# *Etapa 1: Engenharia de Features (offers.json)*

Ao término do processamento, devemos ter as seguintes variáveis:

* ``offer_id``: código de identificação da oferta    
* ``offer_type``: o tipo da oferta (BOGO, discount, informational)
* ``offer_min_value``: valor mínimo para ativação da oferta
* ``offer_discount_value``: valor do desconto da oferta
* ``offer_duration``: duração da oferta
* ``channel_mobile``: variável dummy para indicar a veiculação da oferta em 'mobile'
* ``channel_email``: variável dummy para indicar a veiculação da oferta em 'email'
* ``channel_social``: variável dummy para indicar a veiculação da oferta em 'social'
* ``channel_web``: variável dummy para indicar a veiculação da oferta em 'web'
* ``offer_type_index``: um código para o tipo de oferta

In [1]:
from pyspark.sql import SparkSession
spark = SparkSession.builder.appName('PySparkTest').getOrCreate()

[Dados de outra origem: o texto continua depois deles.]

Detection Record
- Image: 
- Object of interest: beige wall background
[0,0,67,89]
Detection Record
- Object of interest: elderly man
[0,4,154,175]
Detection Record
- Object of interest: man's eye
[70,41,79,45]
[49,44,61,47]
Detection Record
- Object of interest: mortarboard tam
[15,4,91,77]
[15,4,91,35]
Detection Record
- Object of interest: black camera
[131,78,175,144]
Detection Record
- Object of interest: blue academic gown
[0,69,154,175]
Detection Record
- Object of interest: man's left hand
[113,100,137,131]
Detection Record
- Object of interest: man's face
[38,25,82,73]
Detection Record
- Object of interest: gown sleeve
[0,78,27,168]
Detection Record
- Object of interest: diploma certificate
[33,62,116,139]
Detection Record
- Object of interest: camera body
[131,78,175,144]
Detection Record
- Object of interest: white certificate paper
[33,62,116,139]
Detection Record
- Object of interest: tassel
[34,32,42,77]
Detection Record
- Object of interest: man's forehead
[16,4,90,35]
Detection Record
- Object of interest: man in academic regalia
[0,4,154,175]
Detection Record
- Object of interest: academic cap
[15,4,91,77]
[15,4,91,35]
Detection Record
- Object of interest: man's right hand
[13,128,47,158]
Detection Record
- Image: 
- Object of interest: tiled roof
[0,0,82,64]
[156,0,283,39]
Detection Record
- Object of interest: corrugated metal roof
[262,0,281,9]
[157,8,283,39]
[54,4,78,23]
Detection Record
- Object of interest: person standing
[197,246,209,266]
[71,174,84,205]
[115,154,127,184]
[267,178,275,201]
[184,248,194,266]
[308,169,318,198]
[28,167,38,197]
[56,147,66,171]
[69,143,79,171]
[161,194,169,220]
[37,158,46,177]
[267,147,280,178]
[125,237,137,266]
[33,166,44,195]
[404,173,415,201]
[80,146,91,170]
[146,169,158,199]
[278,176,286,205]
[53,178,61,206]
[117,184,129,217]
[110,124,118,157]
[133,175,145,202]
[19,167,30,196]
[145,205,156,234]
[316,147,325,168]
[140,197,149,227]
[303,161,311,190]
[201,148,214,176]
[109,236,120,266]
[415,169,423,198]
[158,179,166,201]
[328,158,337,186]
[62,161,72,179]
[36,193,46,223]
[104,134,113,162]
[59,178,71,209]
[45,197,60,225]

Using Spark's default log4j profile: org/apache/spark/log4j2-defaults.properties
25/08/11 00:21:52 WARN Utils: Your hostname, N0L144853, resolves to a loopback address: 127.0.1.1; using 192.168.68.107 instead (on interface wlp0s20f3)
25/08/11 00:21:52 WARN Utils: Set SPARK_LOCAL_IP if you need to bind to another address
Using Spark's default log4j profile: org/apache/spark/log4j2-defaults.properties
Setting default log level to "WARN".
To adjust logging level use sc.setLogLevel(newLevel). For SparkR, use setLogLevel(newLevel).
25/08/11 00:21:52 WARN NativeCodeLoader: Unable to load native-hadoop library for your platform... using builtin-java classes where applicable


In [2]:
from pyspark.sql import functions as F
from pyspark.sql import types as T

# Read Files

In [3]:
path_json = "../data/raw/offers.json"
output_table = "../data/trusted/offers"

schema = T.StructType([
    T.StructField("id", T.StringType(), True),
    T.StructField("offer_type", T.StringType(), True),
    T.StructField("min_value", T.IntegerType(), True),
    T.StructField("discount_value", T.IntegerType(), True),
    T.StructField("duration", T.DoubleType(), True),
    T.StructField("channels", T.ArrayType(T.StringType()), True),
])

df_offers = spark.read.schema(schema).json(path_json)
df_offers.show(5, truncate=False)

+--------------------------------+-------------+---------+--------------+--------+----------------------------+
|id                              |offer_type   |min_value|discount_value|duration|channels                    |
+--------------------------------+-------------+---------+--------------+--------+----------------------------+
|ae264e3637204a6fb9bb56bc8210ddfd|bogo         |10       |10            |7.0     |[email, mobile, social]     |
|4d5c57ea9a6940dd891ad53e9dbe8da0|bogo         |10       |10            |5.0     |[web, email, mobile, social]|
|3f207df678b143eea3cee63160fa8bed|informational|0        |0             |4.0     |[web, email, mobile]        |
|9b98b8c7a33c4b65b9aebfe6a799e6d9|bogo         |5        |5             |7.0     |[web, email, mobile]        |
|0b1e1539f2cc45b7b9fa7c272da2e1d7|discount     |20       |5             |10.0    |[web, email]                |
+--------------------------------+-------------+---------+--------------+--------+----------------------

In [4]:
df_offers.describe(['min_value', 'discount_value', 'duration']).show()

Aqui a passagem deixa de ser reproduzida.